I realise I have to get away. Wherever I go there will be stories of my journeys with Bo, and of the old lore of each that place that will be connected with either his or my life in an uncanny way. I should get back to where I live ("bo" in Swedish), if I only had a home. There is a long wait for the bus. I get to know the other people waiting, an old Iranian woman, a clumsy young hippie couple, a gay couple who live at the top floor, who walk around in sandals and have a deadly fear of bugs and birds and germs, and who told a long story about their recent holidays on nothern Öland, which were such a disaster, because as soon as the went out of the car, the ground was just sand, it was like swimming, you had to struggle to get anywhere at all.

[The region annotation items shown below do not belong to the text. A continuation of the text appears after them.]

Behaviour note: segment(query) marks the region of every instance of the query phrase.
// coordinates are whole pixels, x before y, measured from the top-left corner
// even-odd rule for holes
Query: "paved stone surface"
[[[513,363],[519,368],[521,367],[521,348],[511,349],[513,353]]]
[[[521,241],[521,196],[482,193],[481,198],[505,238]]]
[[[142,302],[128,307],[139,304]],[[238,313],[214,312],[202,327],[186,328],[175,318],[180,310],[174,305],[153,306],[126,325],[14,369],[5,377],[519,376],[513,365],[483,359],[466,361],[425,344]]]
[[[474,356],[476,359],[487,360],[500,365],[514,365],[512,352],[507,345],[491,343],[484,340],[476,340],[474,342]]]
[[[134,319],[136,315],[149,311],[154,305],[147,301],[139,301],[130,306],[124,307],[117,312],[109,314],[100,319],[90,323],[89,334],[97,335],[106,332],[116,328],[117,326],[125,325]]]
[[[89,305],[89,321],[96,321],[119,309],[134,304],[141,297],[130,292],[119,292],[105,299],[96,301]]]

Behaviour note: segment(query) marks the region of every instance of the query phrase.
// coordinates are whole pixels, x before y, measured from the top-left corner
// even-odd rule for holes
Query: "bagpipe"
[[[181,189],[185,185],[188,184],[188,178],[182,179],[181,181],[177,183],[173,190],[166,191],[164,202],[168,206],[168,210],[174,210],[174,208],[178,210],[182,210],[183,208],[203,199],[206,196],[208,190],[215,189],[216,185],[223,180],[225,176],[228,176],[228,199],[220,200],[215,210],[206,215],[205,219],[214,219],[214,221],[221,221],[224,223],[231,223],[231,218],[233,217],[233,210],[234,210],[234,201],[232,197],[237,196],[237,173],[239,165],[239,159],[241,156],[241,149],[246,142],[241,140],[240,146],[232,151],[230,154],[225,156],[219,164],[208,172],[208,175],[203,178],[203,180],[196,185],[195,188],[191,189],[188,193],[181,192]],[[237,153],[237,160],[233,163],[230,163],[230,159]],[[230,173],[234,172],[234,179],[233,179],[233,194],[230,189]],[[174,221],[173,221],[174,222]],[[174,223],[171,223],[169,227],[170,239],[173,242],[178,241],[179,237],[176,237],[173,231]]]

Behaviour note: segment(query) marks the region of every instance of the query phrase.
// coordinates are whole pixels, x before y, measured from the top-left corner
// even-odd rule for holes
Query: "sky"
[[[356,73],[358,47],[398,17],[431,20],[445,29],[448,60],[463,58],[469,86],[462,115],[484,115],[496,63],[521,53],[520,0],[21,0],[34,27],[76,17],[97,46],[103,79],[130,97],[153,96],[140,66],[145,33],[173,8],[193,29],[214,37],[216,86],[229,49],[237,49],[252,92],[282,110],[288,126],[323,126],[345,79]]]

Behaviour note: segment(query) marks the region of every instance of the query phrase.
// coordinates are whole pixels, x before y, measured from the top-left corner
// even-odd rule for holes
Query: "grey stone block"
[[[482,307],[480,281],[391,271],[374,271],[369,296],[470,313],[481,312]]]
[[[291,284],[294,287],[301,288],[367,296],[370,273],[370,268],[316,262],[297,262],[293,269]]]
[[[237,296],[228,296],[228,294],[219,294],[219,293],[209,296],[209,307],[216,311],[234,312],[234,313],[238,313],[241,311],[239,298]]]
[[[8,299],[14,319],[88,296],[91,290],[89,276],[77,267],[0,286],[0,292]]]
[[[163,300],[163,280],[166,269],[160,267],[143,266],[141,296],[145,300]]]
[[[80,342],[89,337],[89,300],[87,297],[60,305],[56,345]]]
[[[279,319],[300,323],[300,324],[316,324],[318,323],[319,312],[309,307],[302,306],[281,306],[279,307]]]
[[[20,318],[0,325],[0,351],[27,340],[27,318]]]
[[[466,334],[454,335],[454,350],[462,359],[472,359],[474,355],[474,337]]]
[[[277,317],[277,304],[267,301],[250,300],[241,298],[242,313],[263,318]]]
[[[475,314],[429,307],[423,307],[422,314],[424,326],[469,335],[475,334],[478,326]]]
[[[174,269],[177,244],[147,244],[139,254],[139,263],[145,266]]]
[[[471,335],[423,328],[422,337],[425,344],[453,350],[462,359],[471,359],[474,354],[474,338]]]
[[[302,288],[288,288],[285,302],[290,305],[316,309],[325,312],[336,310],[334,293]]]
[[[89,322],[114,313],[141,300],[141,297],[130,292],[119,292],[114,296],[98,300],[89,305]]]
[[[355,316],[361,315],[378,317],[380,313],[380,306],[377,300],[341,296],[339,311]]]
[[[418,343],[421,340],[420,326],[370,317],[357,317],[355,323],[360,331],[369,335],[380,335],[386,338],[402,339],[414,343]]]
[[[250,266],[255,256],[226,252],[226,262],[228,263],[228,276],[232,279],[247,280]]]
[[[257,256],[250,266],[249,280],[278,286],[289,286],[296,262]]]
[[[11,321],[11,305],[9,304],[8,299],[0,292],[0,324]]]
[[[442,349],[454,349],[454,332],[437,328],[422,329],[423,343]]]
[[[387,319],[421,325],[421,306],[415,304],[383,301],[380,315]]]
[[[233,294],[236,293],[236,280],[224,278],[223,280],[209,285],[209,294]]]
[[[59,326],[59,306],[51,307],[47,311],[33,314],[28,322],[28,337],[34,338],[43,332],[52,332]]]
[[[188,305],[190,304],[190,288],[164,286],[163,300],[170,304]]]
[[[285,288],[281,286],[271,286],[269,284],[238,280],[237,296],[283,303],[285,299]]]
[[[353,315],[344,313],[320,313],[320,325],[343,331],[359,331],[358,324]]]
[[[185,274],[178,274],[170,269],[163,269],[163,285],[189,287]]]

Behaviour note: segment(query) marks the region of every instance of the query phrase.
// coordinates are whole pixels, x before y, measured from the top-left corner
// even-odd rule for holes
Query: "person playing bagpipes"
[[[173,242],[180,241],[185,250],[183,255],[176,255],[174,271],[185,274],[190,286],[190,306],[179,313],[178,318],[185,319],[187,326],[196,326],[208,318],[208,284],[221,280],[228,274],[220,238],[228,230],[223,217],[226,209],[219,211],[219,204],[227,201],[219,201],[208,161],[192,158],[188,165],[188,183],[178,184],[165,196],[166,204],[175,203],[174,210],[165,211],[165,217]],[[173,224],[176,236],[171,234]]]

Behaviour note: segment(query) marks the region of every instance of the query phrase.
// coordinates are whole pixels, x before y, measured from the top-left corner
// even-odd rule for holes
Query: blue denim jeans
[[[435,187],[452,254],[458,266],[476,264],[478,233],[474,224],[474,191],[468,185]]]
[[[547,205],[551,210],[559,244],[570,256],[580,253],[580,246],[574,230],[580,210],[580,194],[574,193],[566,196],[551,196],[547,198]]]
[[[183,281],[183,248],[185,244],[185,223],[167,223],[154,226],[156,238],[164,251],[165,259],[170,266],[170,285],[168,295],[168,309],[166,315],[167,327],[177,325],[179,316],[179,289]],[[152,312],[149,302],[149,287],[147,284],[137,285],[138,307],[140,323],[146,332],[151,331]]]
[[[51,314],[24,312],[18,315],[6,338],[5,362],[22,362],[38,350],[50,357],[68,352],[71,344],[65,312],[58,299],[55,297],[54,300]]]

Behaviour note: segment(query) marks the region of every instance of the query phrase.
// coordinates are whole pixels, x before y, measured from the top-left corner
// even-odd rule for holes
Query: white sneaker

I am very relieved when the bus arrives to cut their story short. But then I seem to have had no overview of my luggage, I have to run back and forth to see which bags are mine, I dont remember, it seems a lot of this equipment are actually Bo's, a lot of cameras, maybe also lighting and sound recording equipment? Can this really all be for birdwatching, or is it his ghosthunting equipment as well? The busdriver seems relaxed about waiting for me, but I make very quick decisions about what's mine and not, and I leave everything else there on the sidewalk.